Few-shot new word learning framework — An illustration of the few-shot new word learning paradigm. The model first pre-trains on a grounding dataset with a set of base words (V_seen), and then attempts to acquire a set of unseen words (V_unseen) in a small number of raw text-image pairs.

Object-Oriented BERT (`OctoBERT`)

As an initial step, we developed object-oriented BERT (OctoBERT), a novel visually grounded language model motivated by recent advances in detection transformers (DETR). Compared to many existing VLMs, OctoBERT performs language modeling upon explicit object representations. The model first acquires the ability to ground during pre-training, and then transfers this intrinsic ability to learn unseen words when grounded supervision is no longer available.
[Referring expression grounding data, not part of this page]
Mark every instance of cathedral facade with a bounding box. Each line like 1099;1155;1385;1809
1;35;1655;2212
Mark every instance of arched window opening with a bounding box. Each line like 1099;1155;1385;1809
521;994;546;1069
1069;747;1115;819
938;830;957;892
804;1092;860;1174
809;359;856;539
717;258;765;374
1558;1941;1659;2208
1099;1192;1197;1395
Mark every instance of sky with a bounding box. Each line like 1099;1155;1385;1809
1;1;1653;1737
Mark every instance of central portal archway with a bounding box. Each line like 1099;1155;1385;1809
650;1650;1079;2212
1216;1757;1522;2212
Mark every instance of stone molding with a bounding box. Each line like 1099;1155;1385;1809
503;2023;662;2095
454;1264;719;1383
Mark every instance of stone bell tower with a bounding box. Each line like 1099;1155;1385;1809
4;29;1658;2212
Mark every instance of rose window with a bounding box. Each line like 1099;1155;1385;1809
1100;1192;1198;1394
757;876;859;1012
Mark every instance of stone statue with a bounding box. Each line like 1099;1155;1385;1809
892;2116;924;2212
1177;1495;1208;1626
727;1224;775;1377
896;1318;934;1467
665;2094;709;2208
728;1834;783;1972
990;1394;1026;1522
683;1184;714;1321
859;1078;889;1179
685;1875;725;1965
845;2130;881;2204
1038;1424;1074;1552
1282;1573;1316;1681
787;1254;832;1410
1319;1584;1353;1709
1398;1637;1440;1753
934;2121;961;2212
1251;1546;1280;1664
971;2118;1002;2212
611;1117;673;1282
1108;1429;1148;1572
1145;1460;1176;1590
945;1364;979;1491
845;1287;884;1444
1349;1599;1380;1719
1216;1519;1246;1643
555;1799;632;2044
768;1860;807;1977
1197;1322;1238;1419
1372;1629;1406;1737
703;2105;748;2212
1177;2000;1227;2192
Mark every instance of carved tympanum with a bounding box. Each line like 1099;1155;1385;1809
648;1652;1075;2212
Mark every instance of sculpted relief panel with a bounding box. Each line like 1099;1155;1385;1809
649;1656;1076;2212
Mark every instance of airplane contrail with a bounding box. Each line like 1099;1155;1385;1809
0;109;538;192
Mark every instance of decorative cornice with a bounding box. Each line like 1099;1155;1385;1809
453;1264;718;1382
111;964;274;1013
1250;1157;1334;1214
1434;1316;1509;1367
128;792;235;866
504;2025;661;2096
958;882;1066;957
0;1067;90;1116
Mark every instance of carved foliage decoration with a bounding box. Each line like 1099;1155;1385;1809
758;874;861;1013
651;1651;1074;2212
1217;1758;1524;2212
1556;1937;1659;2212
OctoBERT model architecture — An overview of `OctoBERT`, a visually grounded language model pre-trained with three objectives: masked language modeling (MLM), object localization (OL), and grounding through word-region alignment (WRA).

Key Findings

Our empirical results show that learning to map words to their referents plays a significant role in grounded word acquisition. By pre-training with fine-grained word-object mappings, OctoBERT demonstrates stronger performance in learning grounded meanings of words, both seen and unseen, yet with orders of magnitude fewer data compared to other competitive VLM baselines.

The pre-trained model can further provide a foundation for efficient learning of new grounded words with a few examples. We further present an in-depth analysis to understand potential predictors of VLMs in word learning, which demonstrates intriguing behaviors in comparison to human language learning.

Graph showing performance on multi-class incremental learning — The log G-PPL (All-Protocol) of seen and unseen words in multi-class incremental learning, each unseen word with a sample size ranging from 8 to 32.

Conclusion

The connection between language and their referents captures the grounded meaning of words, and an explicit treatment is key to empowering efficient open-world language learning abilities in humans and AI agents. This work introduces Grounded Open Vocabulary Acquisition (GOVA), a scalable formulation to examine grounding and fast mapping in open-world grounded language learning. Our findings pave the way for future research in grounded language learning in the open world.